Day before yesterday, during our question and answers in between the sesshin, AMA was at pains to explain to couple of meditators that it is very human to be attached to life and spirituality does not mean that we give away all attachments. In Zen way, samsara is nirvana and nirvana is samsara. A long time back, almost 30 years back, in my very first spiritual meeting, I heard Swami Chinmayananda answering to a question from a devotee related to his golden vial (a small cylindrical container) he used to carry with him. Chinamyananda used to take snuff quite often (tobacco in powder form which people inhale through nose) and someone had gifted him that golden vial to carry that powder. The questioner was questioning Chinmayananda on his carrying that golden vial. Chinmayanada and rest of the audience could sense the malice in that barb of question. But in his inimitable humorous style he answered that question. He said, as I remember, that he won’t lose his peace of mind, if someone, even the questioner, steals that golden vial while he sleeps. Detachemnt spiritually means not attached to anything. Not depriving anyone of it.
Zen Master Dogen seems to have high regard for the monastic concept of Shukke Tokudo or Home leaving. (in Shobogenzo, collection of Dogen’s writing). The phrase translates to. “Leaving home, sharing the dharma”.
Before last December 2024, for two years, though I used to spend a couple of weeks every month at the Zendo for extended sesshins and regular Zen practice, it was not “leaving home” literally. And even now, after moving to zendo to live here full time, it is not “leaving home” , literally and figuratively. It is just that, one realizes, our true home is not constrained to any locale or existential circumstances.
As Dogen then and Fr. AMA now tell us, that one cannot relinquish one’s attachment to life and what constitutes life whether it is home, living, working, family or friends, for the sake of anything leave alone Zen. Dogen quotes another Chinese Zen Master, “ In this life save the body, it is the fruit of many lives.”. It suggests being attached to one’s body and good health. The honored one, Sidhartha Gautama, told us the same without telling, when he accepted that bowl of milk and rice pudding from Sujata of Senani village to end his extreme ascetism and seeking of nirvana at the cost of everything including his own health and well being. That grace from an householder woman was a critical moment in Sidhartha’s journey to enlightenment.
When Fr AMA taught me it is important to be not so attached even to the Zen way, and true realization is when we I “empty ourselves of emptiness”, it just means (to me) n that even attachment to extreme detachment is another attachment. It is when we truly are detached to even our own ideas, concepts and opinions, one realizes and what one got to be realized and wakes up from the “dream state”.
The best part/moments in my life, on most days, happen in the twilight zone, when night bids goodbye to the day and hands over the baton as happened for millions of years. Also when we move from one dream state of nightmares and sweet dreams to another “dream state” of “distorted reality”. Ever since i started coming to Kanzeon Zendo regularly since the last 3 odd years, i always looked forward to these moments. After lighting the lamp (Christa does it without fail whenever she is in Zendo and i do in her absence), I open the window and stand there in Wuji stance. One can hear the murmur of the mountains and quivering leaves whispering to the chilly breeze with the melody of chirping birds, one realizes “nothing”.

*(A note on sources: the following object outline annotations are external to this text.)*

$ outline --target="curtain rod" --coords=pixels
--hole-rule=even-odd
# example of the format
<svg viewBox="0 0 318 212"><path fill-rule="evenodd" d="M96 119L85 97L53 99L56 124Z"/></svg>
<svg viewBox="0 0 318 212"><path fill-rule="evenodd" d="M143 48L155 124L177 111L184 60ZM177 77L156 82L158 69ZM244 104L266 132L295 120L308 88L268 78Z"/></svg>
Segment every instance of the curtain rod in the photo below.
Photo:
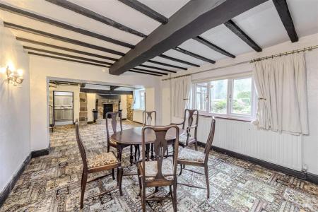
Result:
<svg viewBox="0 0 318 212"><path fill-rule="evenodd" d="M192 76L192 75L194 75L194 74L201 73L211 71L213 71L213 70L216 70L216 69L235 66L244 64L247 64L247 63L254 63L254 62L256 62L256 61L261 61L261 60L267 59L270 59L270 58L274 58L274 57L281 57L281 56L286 56L286 55L290 54L299 53L299 52L306 52L306 51L312 51L312 49L317 49L317 48L318 48L318 45L311 46L311 47L305 47L305 48L303 48L303 49L300 49L285 52L283 52L283 53L279 53L279 54L273 54L273 55L267 56L267 57L256 58L256 59L253 59L252 60L247 60L247 61L242 61L242 62L239 62L239 63L236 63L236 64L230 64L230 65L226 65L226 66L220 66L220 67L213 68L213 69L210 69L208 70L204 70L204 71L198 71L198 72L195 72L195 73L180 75L180 76L175 76L175 77L170 77L170 78L162 79L161 81L168 81L168 80L170 80L170 79L172 79L172 78L180 78L180 77L183 77L183 76Z"/></svg>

It is in this moment, when I realize that one true home is absolute homelessness, where the earth is the floor and sky is the roof, and where horizon is where the big French window is, everything there constitutes what one is or what one is makes up one’s world. Those moments, all my pain, worries, anger just vanishes. In that sense, Shukke Tokudo, means moving to Homeless home.
And then the “world” fills up that void for the rest of the day till the next twilight, when the day bids goodbye to the night and handover the baton.